2 Samuel 8:2

2 And he smote Moab, and measured them with a line, casting them down to the ground; even with two lines measured he to put to death, and with one full line to keep alive. And so the Moabites became David's servants, and brought gifts.

2 Samuel 8:2 Meaning and Commentary

2 Samuel 8:2

And he smote Moab
He next went against that, and invaded it, the people of it being always troublesome and distressing to the children of Israel; and though the king of it had shown some favour to David, yet it was when he considered him as an enemy to Saul, and Saul to him; but things having taken a different turn, his and his people's enmity against David and his people appeared; wherefore he went and fought them, and made them his subjects, whereby was fulfilled the prophecy of Balaam, ( Numbers 24:17 ) ; as it referred to David:

and measured them with a line:
either their country and fields, to distribute among his people, or rather the soldiers he took prisoners; which, as Procopius Gazaeus says, were so numerous that they could not be told, and therefore they were ordered to lie prostrate on the ground, and they were measured with a line, as it follows:

casting them down to the ground;
or ordering them to lie down; though some understand this of casting down their cities, towers, and strong holds, and levelling them with the ground:

even with two lines measured he;
with one, so it may be supplied, as the Vulgate Latin,

to put to death, and with one full line, to keep alive;
that is, in measuring them with his lines, he divided them into two parts, one he put to death, and the other, the full line, which contained the most, he saved alive; though it seems according to our version, and so most understand it, that David slew two thirds, and saved one, and so Josephus F5. This must be understood of the army of the Moabites that fell into his hands, so Josephus, who persisted and refused to submit, not of all the inhabitants of the land.
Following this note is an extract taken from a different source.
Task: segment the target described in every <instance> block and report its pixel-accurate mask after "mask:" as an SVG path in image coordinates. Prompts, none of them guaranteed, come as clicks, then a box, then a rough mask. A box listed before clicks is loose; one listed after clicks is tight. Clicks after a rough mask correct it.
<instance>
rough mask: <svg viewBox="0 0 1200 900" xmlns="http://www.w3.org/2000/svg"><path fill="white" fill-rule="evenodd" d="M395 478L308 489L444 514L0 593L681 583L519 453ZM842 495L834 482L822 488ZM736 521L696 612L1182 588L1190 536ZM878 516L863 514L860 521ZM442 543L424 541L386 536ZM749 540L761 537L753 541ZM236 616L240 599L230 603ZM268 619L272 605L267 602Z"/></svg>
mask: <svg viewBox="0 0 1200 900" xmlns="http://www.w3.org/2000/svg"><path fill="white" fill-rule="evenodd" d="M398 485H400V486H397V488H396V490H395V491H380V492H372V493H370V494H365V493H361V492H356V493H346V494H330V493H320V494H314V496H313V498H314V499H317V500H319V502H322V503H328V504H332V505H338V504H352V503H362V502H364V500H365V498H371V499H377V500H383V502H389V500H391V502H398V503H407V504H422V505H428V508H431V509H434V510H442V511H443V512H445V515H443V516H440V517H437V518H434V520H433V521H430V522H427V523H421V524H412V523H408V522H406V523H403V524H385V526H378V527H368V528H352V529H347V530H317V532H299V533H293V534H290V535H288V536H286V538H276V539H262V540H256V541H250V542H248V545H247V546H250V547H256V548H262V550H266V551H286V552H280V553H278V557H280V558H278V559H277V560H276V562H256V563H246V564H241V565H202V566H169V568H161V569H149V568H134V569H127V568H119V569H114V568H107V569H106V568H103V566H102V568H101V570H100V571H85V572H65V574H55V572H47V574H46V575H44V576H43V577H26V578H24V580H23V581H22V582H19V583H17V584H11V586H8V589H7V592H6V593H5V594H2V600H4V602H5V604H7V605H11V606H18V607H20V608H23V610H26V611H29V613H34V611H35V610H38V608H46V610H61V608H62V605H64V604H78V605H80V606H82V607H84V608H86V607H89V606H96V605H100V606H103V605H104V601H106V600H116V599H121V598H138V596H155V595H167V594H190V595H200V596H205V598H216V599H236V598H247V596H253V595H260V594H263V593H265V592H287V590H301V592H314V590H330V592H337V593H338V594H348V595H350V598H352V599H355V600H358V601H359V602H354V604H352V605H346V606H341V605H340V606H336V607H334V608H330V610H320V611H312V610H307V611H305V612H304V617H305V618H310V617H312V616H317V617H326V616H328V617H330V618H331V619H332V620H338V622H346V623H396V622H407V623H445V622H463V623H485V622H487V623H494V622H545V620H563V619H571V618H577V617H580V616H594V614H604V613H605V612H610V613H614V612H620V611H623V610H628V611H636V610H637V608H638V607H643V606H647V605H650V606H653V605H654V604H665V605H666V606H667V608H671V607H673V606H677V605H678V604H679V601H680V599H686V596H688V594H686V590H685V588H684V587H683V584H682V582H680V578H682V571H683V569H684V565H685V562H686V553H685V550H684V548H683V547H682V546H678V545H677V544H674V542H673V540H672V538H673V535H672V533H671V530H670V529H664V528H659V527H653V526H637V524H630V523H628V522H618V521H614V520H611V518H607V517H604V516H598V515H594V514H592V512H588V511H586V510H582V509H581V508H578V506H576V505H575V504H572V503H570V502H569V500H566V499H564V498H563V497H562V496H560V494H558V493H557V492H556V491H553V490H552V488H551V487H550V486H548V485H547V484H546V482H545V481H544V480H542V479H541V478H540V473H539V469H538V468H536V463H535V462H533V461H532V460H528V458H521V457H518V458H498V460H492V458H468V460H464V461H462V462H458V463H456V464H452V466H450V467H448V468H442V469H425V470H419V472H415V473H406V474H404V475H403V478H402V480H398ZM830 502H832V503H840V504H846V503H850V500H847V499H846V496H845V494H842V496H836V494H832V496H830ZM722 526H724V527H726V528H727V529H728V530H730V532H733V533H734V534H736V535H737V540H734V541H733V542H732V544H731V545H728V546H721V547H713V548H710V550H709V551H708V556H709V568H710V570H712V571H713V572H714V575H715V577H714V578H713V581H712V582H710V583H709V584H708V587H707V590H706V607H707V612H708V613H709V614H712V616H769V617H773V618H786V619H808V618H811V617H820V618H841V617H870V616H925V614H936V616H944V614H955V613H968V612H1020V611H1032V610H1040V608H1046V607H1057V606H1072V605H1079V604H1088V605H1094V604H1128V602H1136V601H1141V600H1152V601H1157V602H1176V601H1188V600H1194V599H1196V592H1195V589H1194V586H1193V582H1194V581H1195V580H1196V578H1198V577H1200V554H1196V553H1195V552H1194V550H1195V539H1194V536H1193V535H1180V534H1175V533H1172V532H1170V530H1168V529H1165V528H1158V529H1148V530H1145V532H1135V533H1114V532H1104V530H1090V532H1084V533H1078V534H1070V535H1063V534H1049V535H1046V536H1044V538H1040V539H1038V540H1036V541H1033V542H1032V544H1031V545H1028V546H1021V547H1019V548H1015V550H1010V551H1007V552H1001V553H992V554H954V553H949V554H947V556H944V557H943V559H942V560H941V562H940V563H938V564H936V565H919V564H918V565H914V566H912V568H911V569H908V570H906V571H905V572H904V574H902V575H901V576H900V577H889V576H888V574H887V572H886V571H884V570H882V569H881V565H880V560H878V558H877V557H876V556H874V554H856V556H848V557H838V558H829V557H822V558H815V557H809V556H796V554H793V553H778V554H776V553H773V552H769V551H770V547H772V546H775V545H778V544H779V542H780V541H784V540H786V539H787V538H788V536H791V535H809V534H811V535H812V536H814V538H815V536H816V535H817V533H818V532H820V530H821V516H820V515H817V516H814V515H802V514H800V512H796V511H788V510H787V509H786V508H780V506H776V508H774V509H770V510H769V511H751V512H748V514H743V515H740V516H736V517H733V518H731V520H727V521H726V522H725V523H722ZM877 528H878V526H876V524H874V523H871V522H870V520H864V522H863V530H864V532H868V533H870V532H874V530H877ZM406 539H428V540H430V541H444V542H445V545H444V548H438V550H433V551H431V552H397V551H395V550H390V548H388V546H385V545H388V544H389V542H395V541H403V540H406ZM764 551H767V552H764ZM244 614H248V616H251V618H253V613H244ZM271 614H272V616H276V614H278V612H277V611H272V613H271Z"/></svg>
The Jews say F6, that the reason of this severe treatment of them was because they slew the father, and mother and brethren of David, whom he left to the care and custody of the king of Moab, when he fled from Saul, see ( 1 Samuel 22:3 ) ; since after that they are heard no more of; though it should rather be imputed to their enmity against the people of Israel. The phrase of "meting out the valley of Succoth" seems to be an allusion to this fact, ( Psalms 60:6 ) , the psalm being written on occasion of the victories here related:

and [so] the Moabites became David's servants;
the inhabitants of the land who were left in it, perhaps that part of the soldiers preserved alive were brought home captives:

[and] brought gifts;
paid a yearly tribute to King David, as they afterwards did to Solomon and to Rehoboam, until the revolt of the ten tribes, and then they paid it unto the kings of Israel, to the times of Ahab, see ( 2 Kings 3:4 2 Kings 3:5 ) , though these gifts may be distinct from, and besides the tribute paid, which is supposed in their being servants, see ( 2 Chronicles 17:11 ) . Thus the Arabians F7 carried gifts to the king of Persia besides tribute.


FOOTNOTES:

F5 Antiqu. l. 7. c. 5. sect. 1.
F6 Bemidbar Rabba, l. 14. fol. 212. 1.
F7 Herodot. Thalia, sive, l. 3. c. 97.

2 Samuel 8:2 In-Context

1 And after this it came to pass, that David smote the Philistines, and subdued them: and David took Methegammah out of the hand of the Philistines.
2 And he smote Moab, and measured them with a line, casting them down to the ground; even with two lines measured he to put to death, and with one full line to keep alive. And so the Moabites became David's servants, and brought gifts.
3 David smote also Hadadezer, the son of Rehob, king of Zobah, as he went to recover his border at the river Euphrates.
4 And David took from him a thousand chariots, and seven hundred horsemen, and twenty thousand footmen: and David houghed all the chariot horses, but reserved of them for an hundred chariots.
5 And when the Syrians of Damascus came to succour Hadadezer king of Zobah, David slew of the Syrians two and twenty thousand men.